By comparison, the 20wpc Dared VP-20 flexed more muscle and exerted better control over a broader repertoire. I am almost tempted to call this the second-best tube amp match after the Audio Space. The fiery and passionate interpretation of the Dvořák "Dumky" Trio by the Ahn Trio's Korean sisters [EMI 556674 2] is nothing short of musical intensity. The VP-20 + JB3 combo was immediate and direct, holding nothing back. Even the piano double forte was conveyed with presence and grandeur.

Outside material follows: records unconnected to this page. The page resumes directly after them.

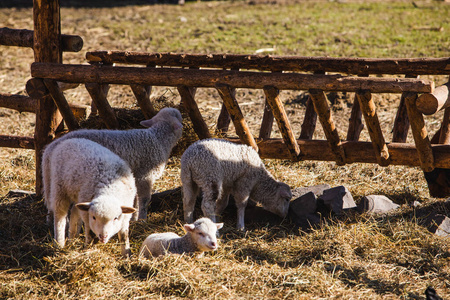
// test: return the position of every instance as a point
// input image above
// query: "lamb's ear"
(147, 123)
(83, 206)
(127, 209)
(189, 227)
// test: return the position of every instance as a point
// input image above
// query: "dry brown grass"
(349, 257)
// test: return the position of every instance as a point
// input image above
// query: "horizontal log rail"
(357, 66)
(24, 38)
(16, 142)
(236, 79)
(355, 152)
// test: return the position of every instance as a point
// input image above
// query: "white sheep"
(200, 236)
(145, 150)
(99, 185)
(219, 168)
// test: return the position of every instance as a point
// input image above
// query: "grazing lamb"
(200, 236)
(95, 181)
(220, 168)
(145, 150)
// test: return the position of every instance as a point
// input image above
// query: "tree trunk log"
(357, 66)
(235, 79)
(429, 104)
(323, 111)
(187, 98)
(420, 134)
(273, 98)
(47, 49)
(25, 38)
(242, 129)
(373, 125)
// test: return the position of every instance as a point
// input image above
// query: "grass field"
(349, 257)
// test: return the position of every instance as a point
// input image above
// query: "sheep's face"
(203, 233)
(280, 204)
(106, 220)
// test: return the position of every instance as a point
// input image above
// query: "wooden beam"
(25, 38)
(420, 134)
(267, 123)
(242, 129)
(62, 104)
(356, 152)
(98, 95)
(16, 142)
(47, 49)
(142, 94)
(373, 126)
(188, 99)
(431, 103)
(309, 121)
(363, 66)
(236, 79)
(273, 98)
(319, 99)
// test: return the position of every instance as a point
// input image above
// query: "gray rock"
(439, 225)
(304, 205)
(316, 189)
(338, 199)
(377, 204)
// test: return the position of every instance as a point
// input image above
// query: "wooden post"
(273, 98)
(309, 121)
(242, 129)
(267, 123)
(420, 134)
(98, 95)
(373, 125)
(355, 125)
(47, 48)
(322, 109)
(142, 94)
(62, 104)
(187, 98)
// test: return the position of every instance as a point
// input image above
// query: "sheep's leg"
(241, 204)
(124, 240)
(74, 222)
(190, 192)
(210, 196)
(144, 194)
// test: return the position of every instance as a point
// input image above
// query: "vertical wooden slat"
(401, 123)
(444, 136)
(47, 48)
(309, 121)
(355, 125)
(373, 126)
(267, 122)
(142, 94)
(322, 109)
(419, 131)
(187, 98)
(98, 95)
(62, 104)
(273, 98)
(242, 129)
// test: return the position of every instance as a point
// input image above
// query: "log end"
(428, 104)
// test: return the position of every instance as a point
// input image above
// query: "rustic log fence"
(225, 73)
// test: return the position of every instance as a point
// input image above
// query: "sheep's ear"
(83, 206)
(189, 227)
(127, 209)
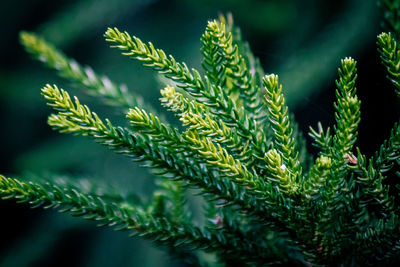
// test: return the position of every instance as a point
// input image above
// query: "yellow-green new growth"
(245, 158)
(279, 120)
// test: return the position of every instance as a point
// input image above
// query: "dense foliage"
(267, 200)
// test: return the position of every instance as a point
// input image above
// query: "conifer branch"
(94, 84)
(141, 223)
(191, 81)
(279, 120)
(78, 119)
(322, 139)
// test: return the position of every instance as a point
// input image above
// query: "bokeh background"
(300, 40)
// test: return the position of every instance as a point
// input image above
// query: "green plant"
(266, 203)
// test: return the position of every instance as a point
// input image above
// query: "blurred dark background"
(300, 40)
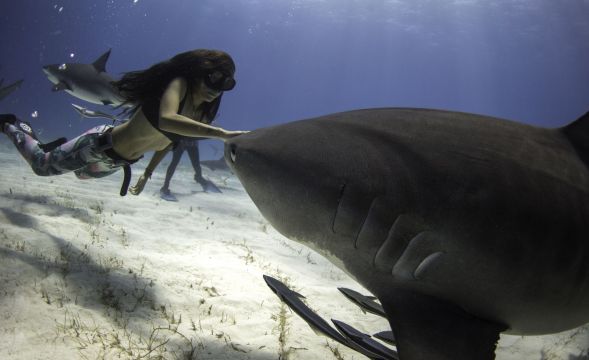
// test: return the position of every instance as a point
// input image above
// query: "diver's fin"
(62, 85)
(364, 302)
(373, 349)
(47, 147)
(295, 304)
(100, 63)
(386, 336)
(578, 134)
(209, 187)
(429, 328)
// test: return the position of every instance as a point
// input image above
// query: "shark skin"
(463, 226)
(88, 82)
(7, 90)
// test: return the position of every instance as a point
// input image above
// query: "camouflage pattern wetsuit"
(82, 155)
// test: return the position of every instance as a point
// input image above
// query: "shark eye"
(233, 152)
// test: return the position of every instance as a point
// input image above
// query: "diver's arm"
(175, 123)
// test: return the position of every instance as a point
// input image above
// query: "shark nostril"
(233, 152)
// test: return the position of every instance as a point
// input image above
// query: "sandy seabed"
(88, 274)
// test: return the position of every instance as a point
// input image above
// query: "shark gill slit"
(363, 225)
(339, 204)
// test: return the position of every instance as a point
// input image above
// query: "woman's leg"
(176, 156)
(194, 156)
(70, 156)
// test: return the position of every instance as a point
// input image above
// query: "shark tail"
(578, 134)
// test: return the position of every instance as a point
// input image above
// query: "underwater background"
(85, 273)
(524, 60)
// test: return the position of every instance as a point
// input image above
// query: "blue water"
(521, 60)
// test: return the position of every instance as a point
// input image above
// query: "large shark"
(5, 91)
(464, 226)
(88, 82)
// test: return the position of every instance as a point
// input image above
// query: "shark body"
(89, 82)
(463, 226)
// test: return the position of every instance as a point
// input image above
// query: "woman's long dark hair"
(138, 87)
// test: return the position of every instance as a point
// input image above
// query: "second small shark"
(5, 91)
(89, 82)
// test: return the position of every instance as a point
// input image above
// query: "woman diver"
(179, 96)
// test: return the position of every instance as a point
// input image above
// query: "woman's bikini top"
(151, 110)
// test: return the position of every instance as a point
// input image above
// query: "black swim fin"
(366, 303)
(364, 341)
(386, 336)
(319, 325)
(27, 129)
(47, 147)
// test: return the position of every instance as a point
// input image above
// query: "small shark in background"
(88, 82)
(5, 91)
(463, 226)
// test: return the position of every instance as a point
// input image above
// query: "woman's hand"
(138, 188)
(229, 134)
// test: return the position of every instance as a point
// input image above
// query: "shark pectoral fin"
(62, 85)
(100, 63)
(429, 328)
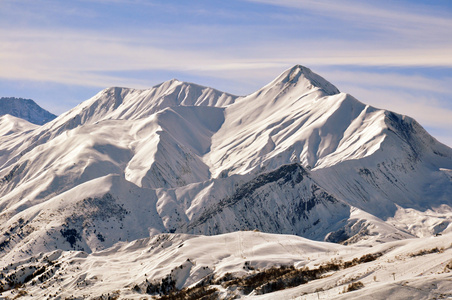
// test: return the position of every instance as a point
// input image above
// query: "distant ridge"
(25, 109)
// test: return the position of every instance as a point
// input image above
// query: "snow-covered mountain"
(25, 109)
(296, 157)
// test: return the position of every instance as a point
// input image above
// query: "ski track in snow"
(139, 181)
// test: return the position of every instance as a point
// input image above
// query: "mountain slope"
(25, 109)
(296, 157)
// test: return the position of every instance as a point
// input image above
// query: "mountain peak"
(298, 74)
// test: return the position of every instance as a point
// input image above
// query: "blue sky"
(390, 54)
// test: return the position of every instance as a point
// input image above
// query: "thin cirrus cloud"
(238, 51)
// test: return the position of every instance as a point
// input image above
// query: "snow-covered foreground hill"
(296, 158)
(243, 264)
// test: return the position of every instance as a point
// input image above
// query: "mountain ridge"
(25, 109)
(191, 148)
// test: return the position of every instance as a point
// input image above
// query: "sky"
(395, 55)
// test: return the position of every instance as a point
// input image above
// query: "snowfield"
(294, 191)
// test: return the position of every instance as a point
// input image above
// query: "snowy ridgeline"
(296, 157)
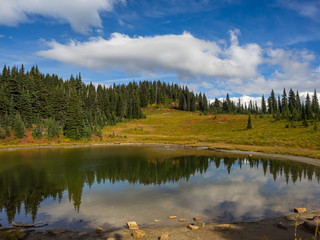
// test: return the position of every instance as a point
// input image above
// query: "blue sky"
(218, 46)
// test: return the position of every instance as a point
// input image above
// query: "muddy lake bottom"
(85, 188)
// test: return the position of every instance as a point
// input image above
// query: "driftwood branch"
(34, 225)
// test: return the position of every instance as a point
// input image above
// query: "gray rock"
(310, 226)
(132, 225)
(164, 237)
(282, 226)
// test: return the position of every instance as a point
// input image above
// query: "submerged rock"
(282, 226)
(164, 236)
(132, 225)
(310, 226)
(82, 234)
(138, 234)
(193, 227)
(99, 229)
(299, 210)
(182, 220)
(222, 227)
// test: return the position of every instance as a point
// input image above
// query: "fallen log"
(33, 225)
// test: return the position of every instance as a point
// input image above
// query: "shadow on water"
(27, 178)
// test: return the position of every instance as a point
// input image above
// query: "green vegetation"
(38, 109)
(219, 131)
(79, 110)
(50, 173)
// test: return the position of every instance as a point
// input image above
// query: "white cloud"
(215, 67)
(310, 9)
(82, 15)
(183, 54)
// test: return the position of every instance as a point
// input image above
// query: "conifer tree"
(308, 110)
(18, 127)
(284, 105)
(74, 121)
(52, 128)
(263, 105)
(315, 105)
(249, 124)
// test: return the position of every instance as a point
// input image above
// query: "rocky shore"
(301, 225)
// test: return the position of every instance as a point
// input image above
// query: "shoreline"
(275, 228)
(170, 146)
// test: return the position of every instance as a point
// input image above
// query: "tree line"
(29, 186)
(281, 107)
(49, 105)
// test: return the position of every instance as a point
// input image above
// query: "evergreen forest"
(50, 106)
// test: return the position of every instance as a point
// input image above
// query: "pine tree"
(37, 132)
(249, 124)
(284, 104)
(308, 110)
(18, 127)
(263, 105)
(315, 105)
(52, 128)
(74, 122)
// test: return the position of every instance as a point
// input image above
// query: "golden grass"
(219, 131)
(170, 126)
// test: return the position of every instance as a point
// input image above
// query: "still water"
(106, 186)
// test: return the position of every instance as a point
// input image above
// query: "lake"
(83, 188)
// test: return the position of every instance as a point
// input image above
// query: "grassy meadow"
(218, 131)
(163, 125)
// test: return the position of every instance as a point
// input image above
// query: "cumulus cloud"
(310, 9)
(183, 54)
(208, 66)
(82, 15)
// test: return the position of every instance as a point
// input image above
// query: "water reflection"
(123, 183)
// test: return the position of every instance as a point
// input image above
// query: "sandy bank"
(276, 228)
(308, 160)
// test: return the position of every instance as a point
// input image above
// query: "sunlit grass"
(228, 131)
(164, 125)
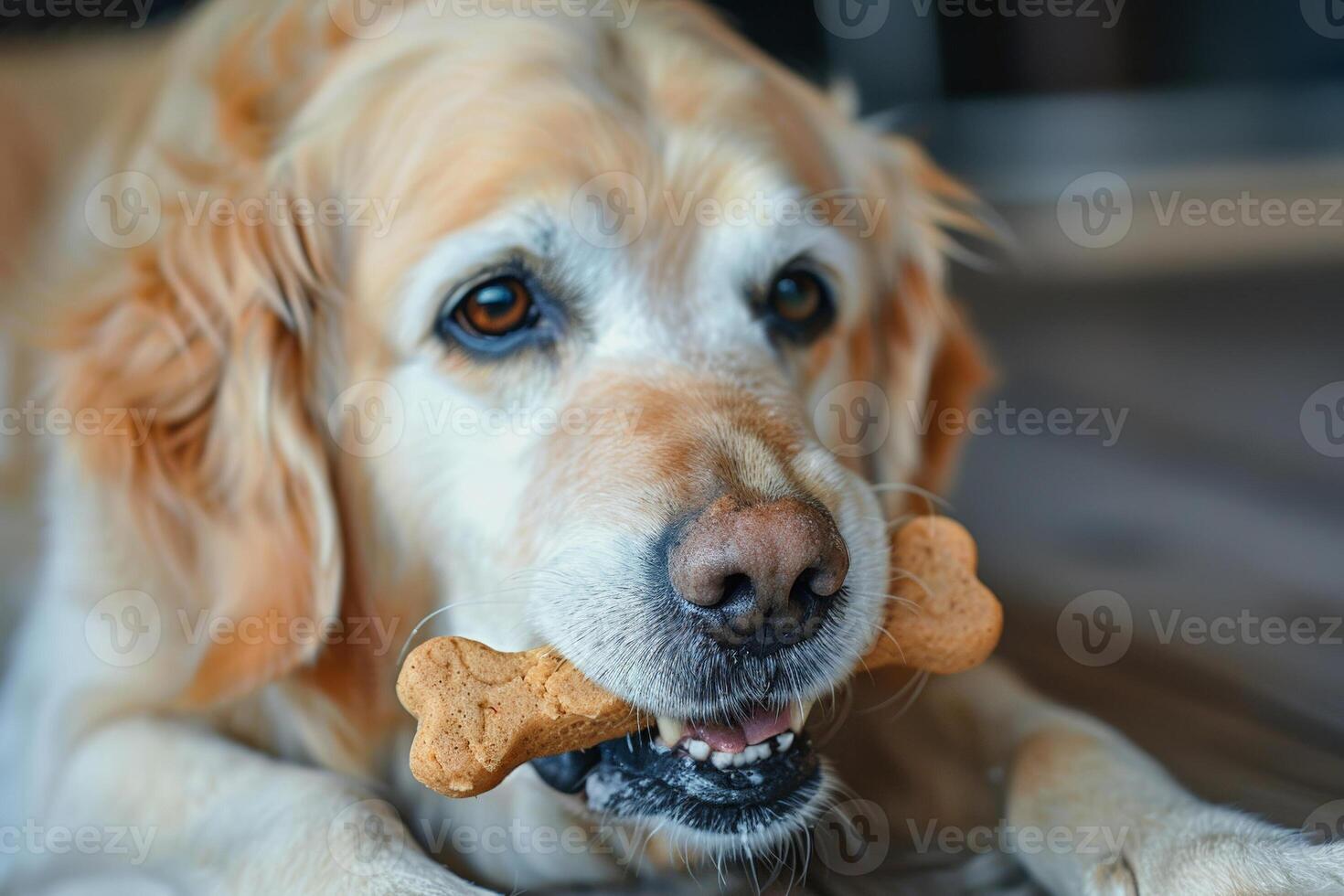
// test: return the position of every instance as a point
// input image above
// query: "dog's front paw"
(1221, 853)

Still, there is something special about the Elekit TU-879S. This Japanese-made single-ended beam tetrode integrated amp lets you roll KT66, KT88, 6550, EL34 and 6L6GC without any adjustment. JohnBlue's TL66 does exactly the same except for its monoblock configuration. In case you are not familiar with the long obsolete British Deltec PDM Two, this dual-chassis 1-bit DAC employs six optical cables to transfer signals from the digital box to the analog box resulting in a tube-like affair without the glass. By hook or crook, matching the JB3 to the Elekit via the Deltec was the closest I could get to simulate Tommy's home system with tube buffer. Playing back Tommy's favorite music -- Rossini's Sonatas for Strings -- from both analog and digital sources, I experienced one of the most exquisite moments in string music. Actually, I first began with a pair of ElectroHarmonix KT88. These slightly more powerful tubes rewarded me with ample valve bloom. Though the lower octaves could not surpass that of the KingRex Preamp + T20 + SLAP combo, the naturally rich timbre with the right amount of tautness and elasticity of bowing was absolutely mesmerizing. When the KT88s were replaced by RCA 6L6GCs, the soundstage was further consolidated into a well-defined three-dimensional space. Timbres became more endearingly 'real' so that the soprano became effortlessly charged with emotions, uniting body and soul. Lower registers also extended somewhat with a polished refinement as witnessed by the clarinet CD. I was surprised to find that the bass went deeper and cleaner than over the push-pull Dared VP-20 while speed was faster, due to single-ended amplification I presumed.